Doch schon auf europäischer Ebene gibt es hier Widerstand: Vor allem die Briten mit ihrem wichtigen Finanzplatz London wollen sich das Geschäft nicht mit allzu restriktiven Maßnahmen verderben - zumal der neue britische Premierminister David Cameron als ausgesprochen euro-skeptisch gilt. Umso schwieriger wird es sein, einen weltweiten Konsens in diesem Punkt herzustellen.

Eine EU, viele Meinungen

Politiker auf dem EU-Gipfel (Foto: AP)
Der EU-Gipfel ist von zwei auf einem Tag gekürzt wordenBild: AP

Auch bei einem anderen Thema hat es Merkel schwer: Um in Zukunft die Euro-Mitglieder zu mehr Haushaltsdisziplin zu zwingen, hält sie es für notwendig, europäische Verträge zu ändern. Doch damit steht sie allein da. "Ich glaube nicht, dass wir Vertragsänderungen fordern sollten. Ich hatte die EU-Ratspräsidentschaft, als wir den Lissabon-Vertrag unter Dach und Fach bekamen. Das war eine ziemlich zeitraubende Sache", erinnert sich der schwedische Ministerpräsident Fredrik Reinfeldt an die letzte Vertragsänderung. "Die Debatte sollte sich darum drehen, wie wir die Maßnahmen anwenden, die wir schon haben."

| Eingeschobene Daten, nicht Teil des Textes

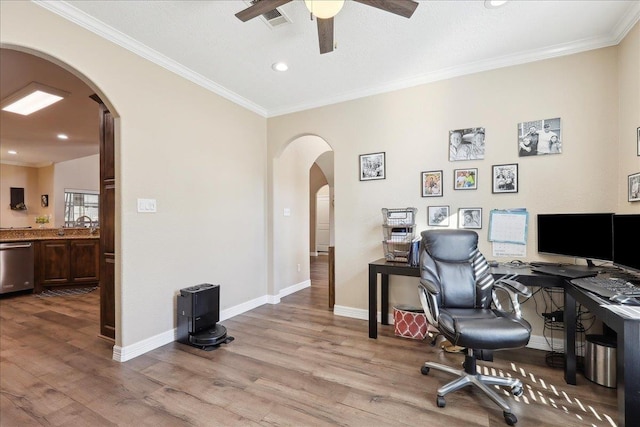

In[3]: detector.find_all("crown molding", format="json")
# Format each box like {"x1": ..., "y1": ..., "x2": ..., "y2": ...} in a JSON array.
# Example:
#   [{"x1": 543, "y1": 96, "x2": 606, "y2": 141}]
[
  {"x1": 31, "y1": 0, "x2": 267, "y2": 117},
  {"x1": 32, "y1": 0, "x2": 640, "y2": 118},
  {"x1": 268, "y1": 2, "x2": 640, "y2": 117}
]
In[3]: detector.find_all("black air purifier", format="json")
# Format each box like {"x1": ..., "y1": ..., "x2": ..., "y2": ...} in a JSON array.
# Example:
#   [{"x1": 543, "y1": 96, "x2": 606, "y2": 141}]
[{"x1": 178, "y1": 283, "x2": 231, "y2": 350}]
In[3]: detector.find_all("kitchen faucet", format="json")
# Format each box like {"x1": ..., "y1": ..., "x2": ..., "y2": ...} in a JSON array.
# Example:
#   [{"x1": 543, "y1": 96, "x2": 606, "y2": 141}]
[{"x1": 76, "y1": 215, "x2": 97, "y2": 234}]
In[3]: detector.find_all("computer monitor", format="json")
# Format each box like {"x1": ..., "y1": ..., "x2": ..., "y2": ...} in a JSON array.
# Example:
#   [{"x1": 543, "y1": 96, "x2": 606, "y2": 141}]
[
  {"x1": 613, "y1": 214, "x2": 640, "y2": 273},
  {"x1": 538, "y1": 213, "x2": 614, "y2": 266}
]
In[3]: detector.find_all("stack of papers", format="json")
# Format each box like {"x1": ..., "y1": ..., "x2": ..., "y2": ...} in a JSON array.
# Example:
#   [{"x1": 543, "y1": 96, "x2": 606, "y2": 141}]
[{"x1": 602, "y1": 304, "x2": 640, "y2": 320}]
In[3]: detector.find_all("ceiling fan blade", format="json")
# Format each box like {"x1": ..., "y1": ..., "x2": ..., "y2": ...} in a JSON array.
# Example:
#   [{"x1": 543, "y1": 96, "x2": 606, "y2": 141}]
[
  {"x1": 354, "y1": 0, "x2": 418, "y2": 18},
  {"x1": 316, "y1": 18, "x2": 333, "y2": 54},
  {"x1": 236, "y1": 0, "x2": 291, "y2": 22}
]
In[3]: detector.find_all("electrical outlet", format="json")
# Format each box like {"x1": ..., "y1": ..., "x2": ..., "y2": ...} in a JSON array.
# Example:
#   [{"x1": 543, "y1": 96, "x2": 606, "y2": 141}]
[{"x1": 138, "y1": 199, "x2": 157, "y2": 212}]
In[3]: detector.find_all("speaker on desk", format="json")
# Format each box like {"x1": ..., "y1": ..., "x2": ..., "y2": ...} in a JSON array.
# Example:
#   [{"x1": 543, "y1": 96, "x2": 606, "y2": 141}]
[{"x1": 177, "y1": 283, "x2": 232, "y2": 349}]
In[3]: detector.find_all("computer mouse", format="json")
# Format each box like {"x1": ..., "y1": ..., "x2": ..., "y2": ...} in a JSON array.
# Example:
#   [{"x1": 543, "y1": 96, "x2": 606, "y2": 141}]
[{"x1": 609, "y1": 294, "x2": 640, "y2": 305}]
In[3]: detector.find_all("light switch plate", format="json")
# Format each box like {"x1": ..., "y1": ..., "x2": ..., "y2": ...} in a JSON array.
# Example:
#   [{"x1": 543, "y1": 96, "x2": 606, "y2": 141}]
[{"x1": 138, "y1": 199, "x2": 157, "y2": 212}]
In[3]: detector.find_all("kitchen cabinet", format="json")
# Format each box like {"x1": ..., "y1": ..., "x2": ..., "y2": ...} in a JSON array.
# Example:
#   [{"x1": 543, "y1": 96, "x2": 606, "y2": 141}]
[{"x1": 35, "y1": 239, "x2": 100, "y2": 292}]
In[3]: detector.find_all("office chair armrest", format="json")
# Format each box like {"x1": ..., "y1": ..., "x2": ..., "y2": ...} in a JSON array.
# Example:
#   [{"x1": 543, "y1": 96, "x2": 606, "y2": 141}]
[
  {"x1": 418, "y1": 279, "x2": 440, "y2": 328},
  {"x1": 495, "y1": 279, "x2": 531, "y2": 298},
  {"x1": 492, "y1": 279, "x2": 531, "y2": 319}
]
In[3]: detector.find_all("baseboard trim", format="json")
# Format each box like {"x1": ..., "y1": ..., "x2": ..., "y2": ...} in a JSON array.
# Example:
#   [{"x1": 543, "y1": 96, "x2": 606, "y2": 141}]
[{"x1": 112, "y1": 280, "x2": 311, "y2": 362}]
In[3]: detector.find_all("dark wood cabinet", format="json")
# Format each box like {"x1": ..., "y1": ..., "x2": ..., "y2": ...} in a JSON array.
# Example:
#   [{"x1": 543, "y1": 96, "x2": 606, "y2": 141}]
[{"x1": 35, "y1": 239, "x2": 100, "y2": 292}]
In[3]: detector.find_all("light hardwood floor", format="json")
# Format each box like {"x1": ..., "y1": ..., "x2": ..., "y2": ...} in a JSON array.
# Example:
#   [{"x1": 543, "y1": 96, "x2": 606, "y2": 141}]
[{"x1": 0, "y1": 256, "x2": 617, "y2": 427}]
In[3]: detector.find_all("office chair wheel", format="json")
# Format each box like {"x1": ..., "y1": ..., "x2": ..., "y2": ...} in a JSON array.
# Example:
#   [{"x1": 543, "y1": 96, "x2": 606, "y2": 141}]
[
  {"x1": 511, "y1": 386, "x2": 524, "y2": 397},
  {"x1": 502, "y1": 412, "x2": 518, "y2": 426}
]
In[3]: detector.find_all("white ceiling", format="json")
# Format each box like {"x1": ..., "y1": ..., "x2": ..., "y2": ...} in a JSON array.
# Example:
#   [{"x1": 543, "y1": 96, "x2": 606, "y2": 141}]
[{"x1": 0, "y1": 0, "x2": 640, "y2": 167}]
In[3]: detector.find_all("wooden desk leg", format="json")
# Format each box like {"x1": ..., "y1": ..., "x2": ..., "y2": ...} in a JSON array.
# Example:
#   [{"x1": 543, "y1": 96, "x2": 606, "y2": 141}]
[
  {"x1": 369, "y1": 265, "x2": 378, "y2": 338},
  {"x1": 380, "y1": 274, "x2": 389, "y2": 325},
  {"x1": 616, "y1": 321, "x2": 640, "y2": 427},
  {"x1": 564, "y1": 289, "x2": 576, "y2": 385}
]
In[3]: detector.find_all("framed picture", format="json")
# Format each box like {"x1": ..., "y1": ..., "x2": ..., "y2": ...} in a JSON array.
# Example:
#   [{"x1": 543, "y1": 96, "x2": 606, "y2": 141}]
[
  {"x1": 449, "y1": 128, "x2": 485, "y2": 162},
  {"x1": 420, "y1": 171, "x2": 442, "y2": 197},
  {"x1": 453, "y1": 168, "x2": 478, "y2": 190},
  {"x1": 360, "y1": 152, "x2": 385, "y2": 181},
  {"x1": 629, "y1": 172, "x2": 640, "y2": 202},
  {"x1": 458, "y1": 208, "x2": 482, "y2": 228},
  {"x1": 427, "y1": 206, "x2": 449, "y2": 227},
  {"x1": 492, "y1": 163, "x2": 518, "y2": 193},
  {"x1": 518, "y1": 117, "x2": 562, "y2": 157}
]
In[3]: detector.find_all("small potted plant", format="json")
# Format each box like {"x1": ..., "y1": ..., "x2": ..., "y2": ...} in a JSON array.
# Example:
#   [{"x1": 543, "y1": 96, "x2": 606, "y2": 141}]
[{"x1": 36, "y1": 215, "x2": 49, "y2": 228}]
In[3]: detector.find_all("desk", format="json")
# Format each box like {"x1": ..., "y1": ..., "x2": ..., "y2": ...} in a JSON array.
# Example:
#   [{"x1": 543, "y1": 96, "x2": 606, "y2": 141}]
[
  {"x1": 369, "y1": 258, "x2": 564, "y2": 338},
  {"x1": 564, "y1": 283, "x2": 640, "y2": 427},
  {"x1": 369, "y1": 258, "x2": 420, "y2": 338}
]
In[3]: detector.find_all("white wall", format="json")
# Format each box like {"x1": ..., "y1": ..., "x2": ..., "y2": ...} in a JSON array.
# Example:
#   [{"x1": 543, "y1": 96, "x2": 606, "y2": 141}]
[
  {"x1": 0, "y1": 2, "x2": 267, "y2": 359},
  {"x1": 268, "y1": 36, "x2": 640, "y2": 344},
  {"x1": 0, "y1": 2, "x2": 640, "y2": 358}
]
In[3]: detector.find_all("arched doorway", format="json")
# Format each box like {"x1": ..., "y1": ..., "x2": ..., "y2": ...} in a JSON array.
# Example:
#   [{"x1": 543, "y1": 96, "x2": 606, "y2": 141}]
[
  {"x1": 0, "y1": 44, "x2": 116, "y2": 340},
  {"x1": 269, "y1": 135, "x2": 333, "y2": 308}
]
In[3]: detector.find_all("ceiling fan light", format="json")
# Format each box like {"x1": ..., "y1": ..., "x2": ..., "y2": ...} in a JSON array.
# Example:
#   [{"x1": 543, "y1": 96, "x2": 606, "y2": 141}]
[{"x1": 304, "y1": 0, "x2": 344, "y2": 19}]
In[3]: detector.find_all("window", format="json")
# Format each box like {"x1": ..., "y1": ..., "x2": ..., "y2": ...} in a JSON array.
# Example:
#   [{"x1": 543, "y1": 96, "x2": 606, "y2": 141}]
[{"x1": 64, "y1": 189, "x2": 100, "y2": 227}]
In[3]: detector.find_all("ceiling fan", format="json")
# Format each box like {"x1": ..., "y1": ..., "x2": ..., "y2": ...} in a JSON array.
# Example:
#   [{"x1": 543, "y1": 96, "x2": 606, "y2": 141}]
[{"x1": 236, "y1": 0, "x2": 418, "y2": 54}]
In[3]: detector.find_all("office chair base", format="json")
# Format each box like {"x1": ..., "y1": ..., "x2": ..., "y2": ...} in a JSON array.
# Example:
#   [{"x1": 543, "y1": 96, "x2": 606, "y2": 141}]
[{"x1": 421, "y1": 361, "x2": 523, "y2": 425}]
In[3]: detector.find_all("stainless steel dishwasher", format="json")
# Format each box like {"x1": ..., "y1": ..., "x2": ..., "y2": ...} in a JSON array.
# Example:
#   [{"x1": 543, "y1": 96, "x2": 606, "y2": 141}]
[{"x1": 0, "y1": 242, "x2": 34, "y2": 294}]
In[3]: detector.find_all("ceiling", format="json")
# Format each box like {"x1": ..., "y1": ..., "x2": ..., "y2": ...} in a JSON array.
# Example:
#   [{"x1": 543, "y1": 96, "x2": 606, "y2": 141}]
[{"x1": 0, "y1": 0, "x2": 640, "y2": 169}]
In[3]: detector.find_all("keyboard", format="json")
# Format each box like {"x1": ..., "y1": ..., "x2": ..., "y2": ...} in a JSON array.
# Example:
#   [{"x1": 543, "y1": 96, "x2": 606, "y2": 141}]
[{"x1": 571, "y1": 276, "x2": 640, "y2": 298}]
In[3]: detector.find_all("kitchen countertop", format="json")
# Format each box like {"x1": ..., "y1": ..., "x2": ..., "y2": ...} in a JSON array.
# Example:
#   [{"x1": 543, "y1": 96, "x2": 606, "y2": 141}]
[{"x1": 0, "y1": 228, "x2": 100, "y2": 242}]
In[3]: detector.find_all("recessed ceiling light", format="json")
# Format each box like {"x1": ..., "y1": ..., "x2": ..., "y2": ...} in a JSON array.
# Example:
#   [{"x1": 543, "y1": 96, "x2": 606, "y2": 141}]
[
  {"x1": 2, "y1": 82, "x2": 69, "y2": 116},
  {"x1": 484, "y1": 0, "x2": 509, "y2": 9},
  {"x1": 271, "y1": 62, "x2": 289, "y2": 71}
]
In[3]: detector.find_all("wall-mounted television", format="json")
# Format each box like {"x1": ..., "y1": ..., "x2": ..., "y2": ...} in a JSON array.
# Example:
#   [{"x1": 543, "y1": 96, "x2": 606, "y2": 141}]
[
  {"x1": 613, "y1": 214, "x2": 640, "y2": 273},
  {"x1": 538, "y1": 213, "x2": 614, "y2": 266}
]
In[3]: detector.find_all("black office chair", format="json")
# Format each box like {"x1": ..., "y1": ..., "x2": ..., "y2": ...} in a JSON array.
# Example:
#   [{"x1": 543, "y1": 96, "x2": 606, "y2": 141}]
[{"x1": 418, "y1": 230, "x2": 531, "y2": 425}]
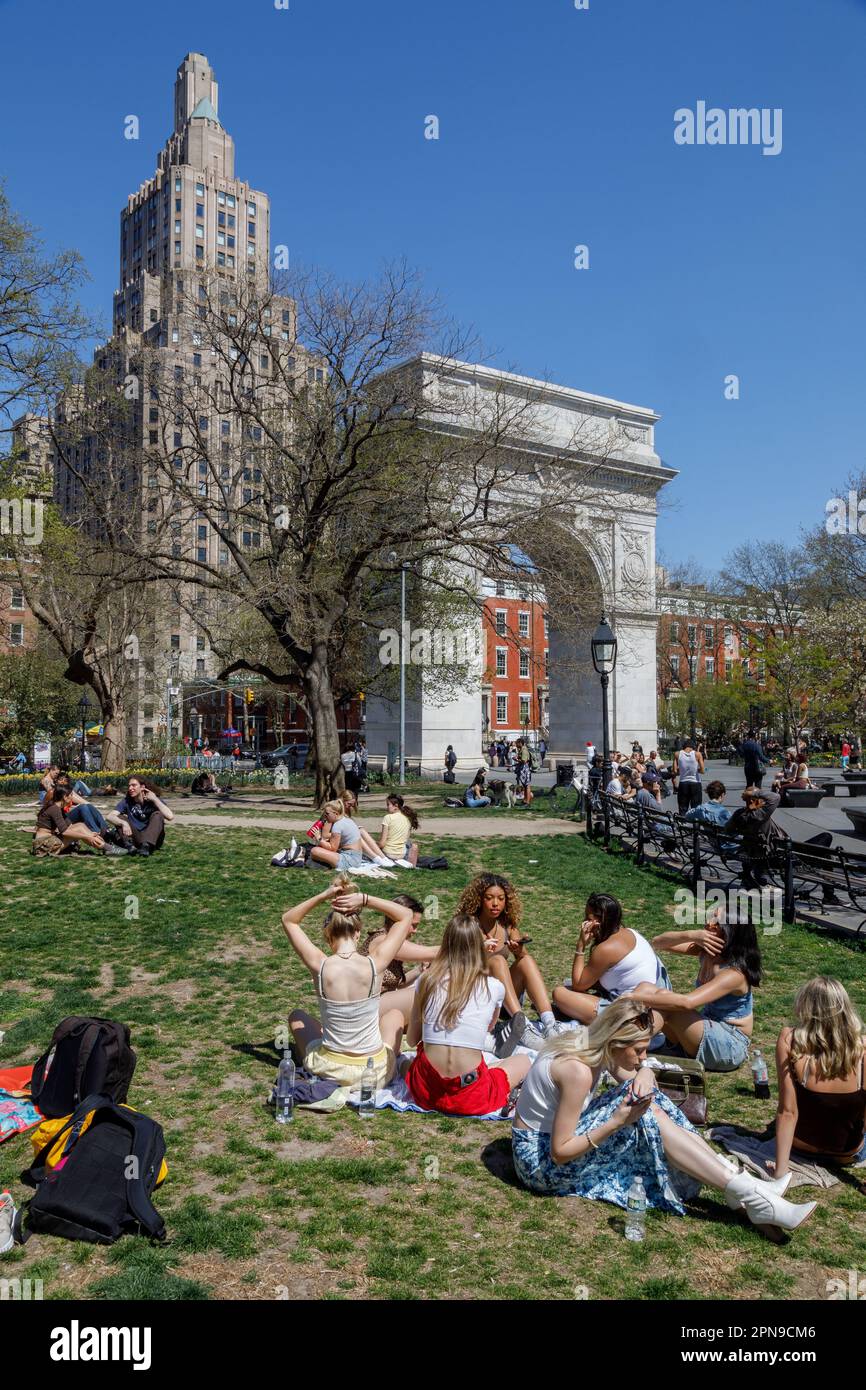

Auch das Zauberwort Wirtschaftsregierung sorgt im Moment für viel Wirbel. Dabei geht es um mehr Gemeinsamkeit in der Wirtschaftspolitik. Frankreichs Präsident Nicolas Sarkozy wollte die Abstimmung nur auf die Euro-Staaten begrenzen. Merkel hat aber durchgesetzt, dass alle 27 EU-Staaten daran teilhaben. Die große Frage ist, wie weit diese europäische Wirtschaftsregierung gehen soll. Eine Regierung, die etwas entscheide, das dann für alle Länder gelte, werde es in Steuerfragen nicht geben, sagt der österreichische Bundeskanzler Werner Faymann. "Es kann nur um eine gute Koordination gehen, und die wird uns noch sehr lange beschäftigen. Das Wort 'gute und rasche Koordination' ist schnell ausgesprochen, aber die Taten brauchen wesentlich länger."

Im Moment leben die Staats- und Regierungschefs aber von der Hand in den Mund. Um halb zehn hatte Ratspräsident Van Rompuy gesagt, es gebe keine Krise. Alle hoffen, dass das auch am Abend noch gilt.